Page 87 of Past Present Future

We all share a laugh at that.

“I have. Being able to let go of perfection and write has helped me enjoy the process so much more.” I give Miranda a knowing lift of my eyebrows, and she grins and holds a hand to her heart. “I’ve even been freewriting a bit for myself lately.”

“Then I think my work here is done,” she says before turning serious. “Part of the reason I invited you here, Rowan, doesn’t have to do with writing at all. And it’s that Jon and I started dating when we were sixteen.”

“And now you’re—” I stop, face heating, because maybe you aren’t supposed to ask your professor’s age.

But Miranda waves this off. “We’re thirty-eight.”

“Been together more than half our lives,” Jon says, casting her a look that I can tell, even after having officially met him only an hour ago, is bathed in the purest love.

The romance author in me aches at that look. Because despite all the meet-cutes and heart-fluttery moments that make me kick my feet when I’m reading, that is the true romance. The fact that that look is still this sweet after more than twenty years.

It’s a realization that stuns me a little.

“It wasn’t always easy,” Miranda says. “We grew up in Southern California, and then I went to Boston University and Jon went to UCLA.”

“I’m really putting that marine biology degree to good use.”

“So you did long distance?” I ask. “All four years?”

“All four years,” Miranda confirms. “And we didn’t even have technology back then, so—”

Jon swats at her with his napkin. “We had phones! We had computers! We’re not ancient. Yet.”

Miranda pats his impressive beard. “Keep that in mind the next time we go to bed at nine thirty.”

“How did you do it?” I reach for another piece of bread. “If that’s okay to ask.”

“Of course,” Miranda says. “We found out pretty quickly that just because the other person wasn’t there, it didn’t mean we couldn’t fully experience college. Having other friends in long-distance relationships helped too—or at least, people we could comfortably talk to, people who’d understand.”

“Still working on that part,” I admit.

“You’ll get there.” She has this uncanny ability to sound reassuring about everything. “We had to give each other space, I think, to grow into the people we were going to become. We weren’t the same people at eighteen that we were at sixteen, and especially once we got to college, it seemed like everything started changing so rapidly. We couldn’t be there for every single milestone.”

“But we were there for the ones that mattered most,” Jon says. “Racked up a lot of frequent-flier miles. Worked a lot of double shifts.”

Miranda places her hand on top of Jon’s. Ever so slowly, I catch his thumb stroking her palm. “I think what helped us the most, and maybe this is something that could help you—is realizing that we are going to grow, and that it doesn’t mean that the relationship is doomed. It’s a time of so much change, and you can change together. Those new versions of yourselves can be just as compatible as the old ones—maybe more so. We were fortunate that they were, but it doesn’t mean that we didn’t have to work at it.”

I nod along with what she’s saying, unsure I can put my gratitude into words. They’ve shared so much with me tonight with no expectation of anything in return. If that isn’t true kindness, I don’t know what is.

“My boyfriend… He’s going through some difficult personal things.” Most of it seems too private, but I can share that, at least. “And I’ve been feeling completely lost.

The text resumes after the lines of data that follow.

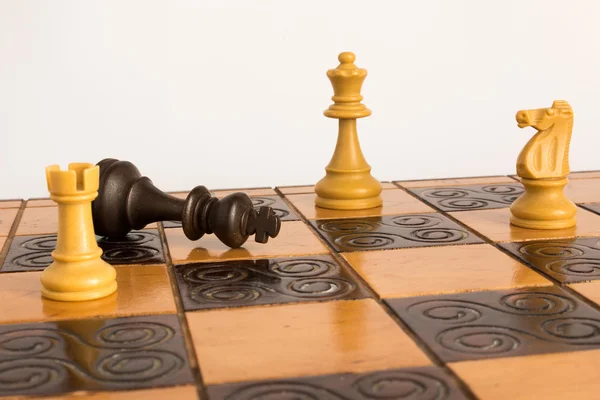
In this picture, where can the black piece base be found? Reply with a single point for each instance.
(129, 201)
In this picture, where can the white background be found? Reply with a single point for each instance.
(231, 93)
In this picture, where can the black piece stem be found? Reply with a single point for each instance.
(127, 201)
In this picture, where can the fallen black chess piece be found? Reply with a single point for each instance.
(127, 201)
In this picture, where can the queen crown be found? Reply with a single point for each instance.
(347, 80)
(80, 178)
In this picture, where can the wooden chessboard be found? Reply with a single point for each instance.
(431, 296)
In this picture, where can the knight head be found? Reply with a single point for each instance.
(543, 118)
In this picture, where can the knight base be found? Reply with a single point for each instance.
(543, 205)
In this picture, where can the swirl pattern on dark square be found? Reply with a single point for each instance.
(567, 260)
(33, 253)
(279, 206)
(494, 324)
(471, 197)
(272, 281)
(96, 354)
(422, 383)
(391, 232)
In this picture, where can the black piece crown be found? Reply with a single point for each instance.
(127, 201)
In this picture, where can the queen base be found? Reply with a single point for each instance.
(543, 206)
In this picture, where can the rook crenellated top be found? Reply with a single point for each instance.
(80, 178)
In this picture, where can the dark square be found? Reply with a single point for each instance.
(265, 281)
(567, 260)
(470, 197)
(33, 253)
(278, 205)
(508, 323)
(407, 383)
(94, 354)
(393, 232)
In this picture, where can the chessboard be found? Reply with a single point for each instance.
(433, 295)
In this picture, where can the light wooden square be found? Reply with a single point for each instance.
(295, 238)
(311, 188)
(7, 218)
(10, 204)
(141, 290)
(255, 343)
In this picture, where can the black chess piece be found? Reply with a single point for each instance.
(127, 201)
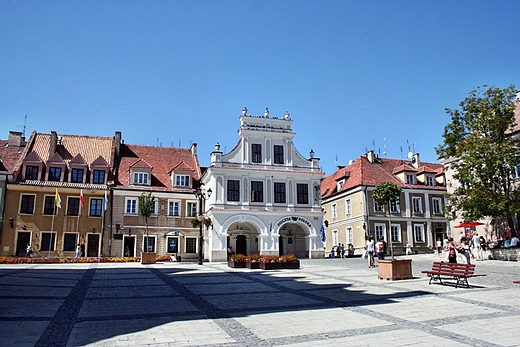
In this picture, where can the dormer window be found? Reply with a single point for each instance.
(182, 180)
(141, 178)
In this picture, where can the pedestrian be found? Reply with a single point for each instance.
(439, 247)
(408, 248)
(369, 247)
(380, 247)
(450, 250)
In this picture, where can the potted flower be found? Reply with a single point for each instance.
(237, 261)
(252, 261)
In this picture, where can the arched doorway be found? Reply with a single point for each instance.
(241, 245)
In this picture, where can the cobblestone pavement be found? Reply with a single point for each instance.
(329, 301)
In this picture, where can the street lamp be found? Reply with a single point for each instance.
(201, 195)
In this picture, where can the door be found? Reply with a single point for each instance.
(21, 245)
(241, 245)
(92, 245)
(129, 247)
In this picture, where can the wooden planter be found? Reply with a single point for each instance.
(236, 264)
(398, 269)
(252, 265)
(148, 257)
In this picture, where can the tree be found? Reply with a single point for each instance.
(146, 204)
(483, 156)
(384, 193)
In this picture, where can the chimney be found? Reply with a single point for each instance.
(53, 143)
(371, 156)
(15, 139)
(117, 142)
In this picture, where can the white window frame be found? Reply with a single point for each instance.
(437, 205)
(417, 204)
(396, 231)
(349, 235)
(132, 208)
(379, 231)
(348, 207)
(176, 204)
(182, 181)
(418, 230)
(140, 178)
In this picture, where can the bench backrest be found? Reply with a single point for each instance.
(454, 268)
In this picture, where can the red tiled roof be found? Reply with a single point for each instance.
(9, 156)
(364, 173)
(162, 161)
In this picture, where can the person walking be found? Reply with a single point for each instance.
(369, 246)
(451, 251)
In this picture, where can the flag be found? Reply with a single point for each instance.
(82, 199)
(57, 199)
(106, 201)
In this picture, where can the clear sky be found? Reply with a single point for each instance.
(354, 75)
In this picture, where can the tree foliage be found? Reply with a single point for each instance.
(482, 153)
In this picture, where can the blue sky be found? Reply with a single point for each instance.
(354, 75)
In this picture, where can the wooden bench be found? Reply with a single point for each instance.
(459, 272)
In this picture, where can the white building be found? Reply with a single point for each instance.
(265, 195)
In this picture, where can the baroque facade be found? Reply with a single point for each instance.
(417, 217)
(265, 195)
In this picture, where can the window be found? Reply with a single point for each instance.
(349, 235)
(191, 211)
(173, 245)
(378, 207)
(191, 245)
(437, 206)
(98, 177)
(233, 190)
(394, 205)
(140, 178)
(49, 205)
(55, 174)
(380, 231)
(257, 191)
(256, 150)
(173, 208)
(396, 233)
(302, 193)
(70, 242)
(278, 154)
(182, 181)
(279, 193)
(73, 205)
(31, 172)
(95, 207)
(417, 205)
(76, 176)
(418, 231)
(27, 204)
(48, 242)
(348, 207)
(149, 244)
(131, 206)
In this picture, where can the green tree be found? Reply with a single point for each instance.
(483, 155)
(384, 193)
(146, 204)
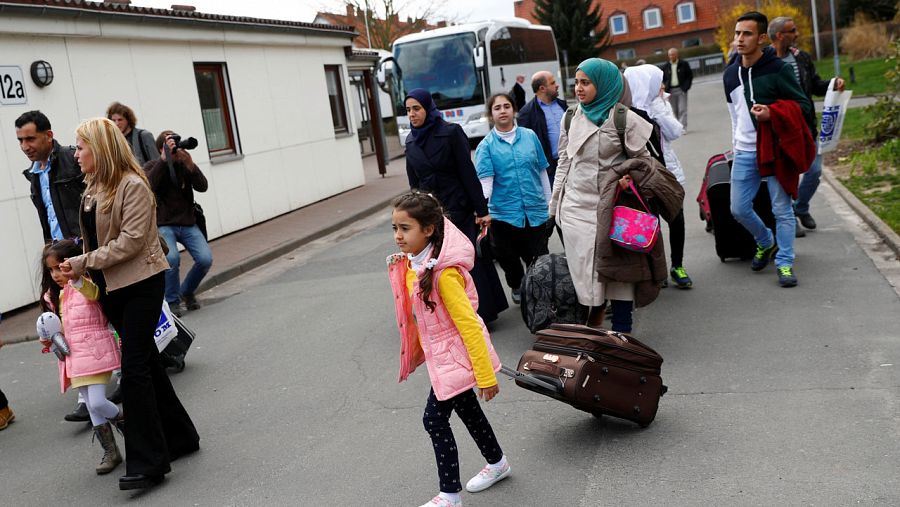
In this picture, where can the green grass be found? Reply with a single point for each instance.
(869, 74)
(875, 180)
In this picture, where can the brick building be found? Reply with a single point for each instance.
(356, 19)
(646, 27)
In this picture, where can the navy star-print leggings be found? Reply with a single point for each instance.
(437, 424)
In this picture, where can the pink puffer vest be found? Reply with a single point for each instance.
(441, 347)
(91, 342)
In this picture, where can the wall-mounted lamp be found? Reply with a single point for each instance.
(41, 73)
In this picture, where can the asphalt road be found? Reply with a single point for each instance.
(777, 396)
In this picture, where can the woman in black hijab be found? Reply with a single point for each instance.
(438, 161)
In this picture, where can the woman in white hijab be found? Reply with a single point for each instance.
(648, 94)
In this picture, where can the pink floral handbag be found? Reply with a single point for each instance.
(633, 229)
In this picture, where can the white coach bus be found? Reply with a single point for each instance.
(465, 64)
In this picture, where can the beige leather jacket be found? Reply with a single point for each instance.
(130, 249)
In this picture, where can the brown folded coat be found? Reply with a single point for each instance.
(665, 196)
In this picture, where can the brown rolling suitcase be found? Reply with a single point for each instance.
(598, 371)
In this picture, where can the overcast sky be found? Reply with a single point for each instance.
(305, 10)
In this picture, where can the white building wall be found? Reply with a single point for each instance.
(291, 154)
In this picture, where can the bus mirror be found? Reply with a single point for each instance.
(478, 55)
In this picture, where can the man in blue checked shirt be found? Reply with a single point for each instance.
(56, 178)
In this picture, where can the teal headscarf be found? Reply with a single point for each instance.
(608, 81)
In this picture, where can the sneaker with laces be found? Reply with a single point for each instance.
(440, 501)
(6, 416)
(487, 477)
(799, 231)
(786, 277)
(807, 220)
(190, 302)
(679, 276)
(763, 256)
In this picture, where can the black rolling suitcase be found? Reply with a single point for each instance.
(732, 239)
(548, 295)
(594, 370)
(173, 355)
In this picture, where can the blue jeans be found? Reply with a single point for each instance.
(808, 186)
(196, 245)
(745, 181)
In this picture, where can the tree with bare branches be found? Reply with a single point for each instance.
(383, 24)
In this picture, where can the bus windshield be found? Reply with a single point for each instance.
(444, 66)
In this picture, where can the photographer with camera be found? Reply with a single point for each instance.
(174, 178)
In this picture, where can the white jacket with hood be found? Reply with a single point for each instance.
(645, 82)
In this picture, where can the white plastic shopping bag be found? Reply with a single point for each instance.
(833, 117)
(165, 329)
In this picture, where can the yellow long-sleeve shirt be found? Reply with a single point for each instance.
(452, 288)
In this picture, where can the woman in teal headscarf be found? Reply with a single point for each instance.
(588, 147)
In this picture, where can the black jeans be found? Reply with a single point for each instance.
(158, 429)
(437, 424)
(676, 239)
(516, 245)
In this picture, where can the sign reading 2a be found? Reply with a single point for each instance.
(12, 86)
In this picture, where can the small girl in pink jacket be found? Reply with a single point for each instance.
(436, 307)
(93, 351)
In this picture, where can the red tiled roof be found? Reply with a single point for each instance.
(706, 13)
(114, 8)
(359, 24)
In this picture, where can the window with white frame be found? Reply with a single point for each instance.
(333, 80)
(625, 54)
(685, 12)
(618, 24)
(652, 18)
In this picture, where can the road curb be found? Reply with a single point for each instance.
(890, 238)
(258, 260)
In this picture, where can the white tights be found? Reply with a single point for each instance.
(98, 406)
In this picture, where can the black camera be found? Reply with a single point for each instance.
(188, 144)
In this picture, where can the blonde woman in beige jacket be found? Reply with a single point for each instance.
(124, 256)
(587, 149)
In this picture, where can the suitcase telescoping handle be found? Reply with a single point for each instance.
(528, 379)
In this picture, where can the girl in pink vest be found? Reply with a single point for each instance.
(93, 351)
(436, 305)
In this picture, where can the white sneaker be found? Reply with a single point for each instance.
(440, 501)
(487, 477)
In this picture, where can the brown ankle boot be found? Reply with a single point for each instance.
(111, 457)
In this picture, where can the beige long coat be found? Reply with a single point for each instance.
(129, 244)
(586, 152)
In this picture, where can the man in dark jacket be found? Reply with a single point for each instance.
(543, 114)
(783, 34)
(677, 84)
(177, 223)
(56, 178)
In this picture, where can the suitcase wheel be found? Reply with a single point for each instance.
(176, 363)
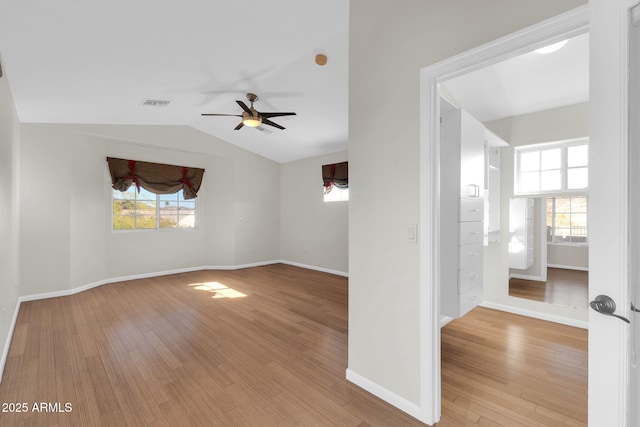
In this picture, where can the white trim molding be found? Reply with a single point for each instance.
(313, 267)
(7, 344)
(536, 314)
(568, 267)
(563, 26)
(384, 394)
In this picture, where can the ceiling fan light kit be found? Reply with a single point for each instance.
(321, 59)
(252, 117)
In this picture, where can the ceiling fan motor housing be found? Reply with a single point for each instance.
(252, 119)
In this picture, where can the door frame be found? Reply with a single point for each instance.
(566, 25)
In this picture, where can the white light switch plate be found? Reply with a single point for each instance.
(412, 233)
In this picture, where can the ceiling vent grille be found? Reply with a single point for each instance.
(155, 102)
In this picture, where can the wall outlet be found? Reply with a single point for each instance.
(412, 233)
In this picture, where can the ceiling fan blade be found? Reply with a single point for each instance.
(267, 115)
(270, 123)
(244, 106)
(231, 115)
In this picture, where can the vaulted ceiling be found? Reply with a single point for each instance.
(70, 61)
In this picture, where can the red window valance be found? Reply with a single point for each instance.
(336, 174)
(155, 177)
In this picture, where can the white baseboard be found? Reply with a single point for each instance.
(568, 267)
(526, 277)
(313, 267)
(385, 394)
(537, 315)
(74, 291)
(7, 344)
(444, 320)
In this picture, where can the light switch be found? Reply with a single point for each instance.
(412, 233)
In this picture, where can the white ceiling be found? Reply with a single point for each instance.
(73, 61)
(527, 83)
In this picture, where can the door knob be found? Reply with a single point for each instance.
(603, 304)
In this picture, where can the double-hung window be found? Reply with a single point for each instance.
(567, 220)
(144, 210)
(552, 168)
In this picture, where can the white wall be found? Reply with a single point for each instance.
(65, 205)
(313, 232)
(390, 42)
(9, 219)
(558, 124)
(568, 256)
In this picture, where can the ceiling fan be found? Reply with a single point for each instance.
(252, 117)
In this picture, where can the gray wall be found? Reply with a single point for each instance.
(65, 205)
(389, 43)
(558, 124)
(9, 218)
(312, 232)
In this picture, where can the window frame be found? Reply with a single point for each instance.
(550, 239)
(564, 167)
(157, 214)
(343, 194)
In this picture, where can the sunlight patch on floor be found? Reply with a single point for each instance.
(218, 289)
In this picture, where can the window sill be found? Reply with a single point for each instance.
(567, 244)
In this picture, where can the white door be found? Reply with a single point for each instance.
(613, 380)
(611, 242)
(634, 209)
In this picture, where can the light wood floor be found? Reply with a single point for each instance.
(266, 346)
(564, 287)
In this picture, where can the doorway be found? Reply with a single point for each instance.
(565, 26)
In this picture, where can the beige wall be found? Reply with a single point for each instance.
(313, 232)
(389, 43)
(564, 256)
(65, 205)
(9, 219)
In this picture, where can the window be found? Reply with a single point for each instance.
(552, 168)
(146, 210)
(337, 194)
(567, 219)
(335, 180)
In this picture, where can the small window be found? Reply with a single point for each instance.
(552, 168)
(144, 210)
(567, 220)
(337, 195)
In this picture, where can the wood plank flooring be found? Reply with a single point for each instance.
(501, 369)
(266, 346)
(564, 287)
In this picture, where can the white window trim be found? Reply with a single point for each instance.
(563, 167)
(586, 243)
(328, 197)
(157, 228)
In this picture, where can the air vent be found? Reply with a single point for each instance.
(155, 102)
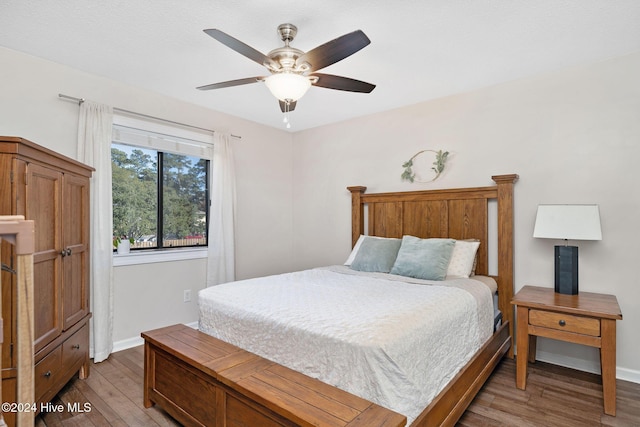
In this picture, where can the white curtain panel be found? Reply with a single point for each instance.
(94, 149)
(222, 215)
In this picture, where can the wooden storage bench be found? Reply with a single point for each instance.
(203, 381)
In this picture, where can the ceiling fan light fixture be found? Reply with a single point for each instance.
(287, 87)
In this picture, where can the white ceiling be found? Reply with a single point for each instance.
(420, 49)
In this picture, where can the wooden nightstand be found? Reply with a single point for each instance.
(586, 318)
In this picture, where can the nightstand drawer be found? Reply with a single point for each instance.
(565, 322)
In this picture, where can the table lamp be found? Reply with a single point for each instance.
(567, 222)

Not because we’re struggling—well, that’s part of it—but mainly because he’s struggling, and I haven’t known how to help him.”

Jon’s expression of sympathy is nothing short of genuine. “I’m sorry to hear that.”

“I just want to be there for him. However I can.”

“The best you can do is make sure he knows that,” Miranda says. “Sometimes that’s all we can do.”

Even if she’s right, I still wish I could conjure some magic cure. I can understand why he hid those letters, given how long it took him to be vulnerable with me. It’s painful to want to be let in so badly, to realize the other person’s spent so many years dragging all kinds of heavy things to jam the door. Only natural, then, that it takes a tremendous effort to open it.

“This transition is already hard enough without relationship troubles on top of it,” Miranda continues. “But if it means anything, Rowan, I really think you’re going to be okay.” A wink. “You’ve made it through the freewrites, after all.”

When we finish dinner and Jon gives me a tour of his studio, I feel much lighter than when I arrived. Their advice isn’t a quick fix, of course, but it’s hard not to be ten times more optimistic than I was earlier today.

“Thank you so much for this,” I tell Miranda and Jon as they walk me to the door, after we’ve polished off a heavenly blueberry tart. “I’m still trying to process it all, but seriously. This meant everything to me.”

She gives me a hug. “I thought it might give you a bit of hope to see two people who managed to make it work. Even if we’re ancient.”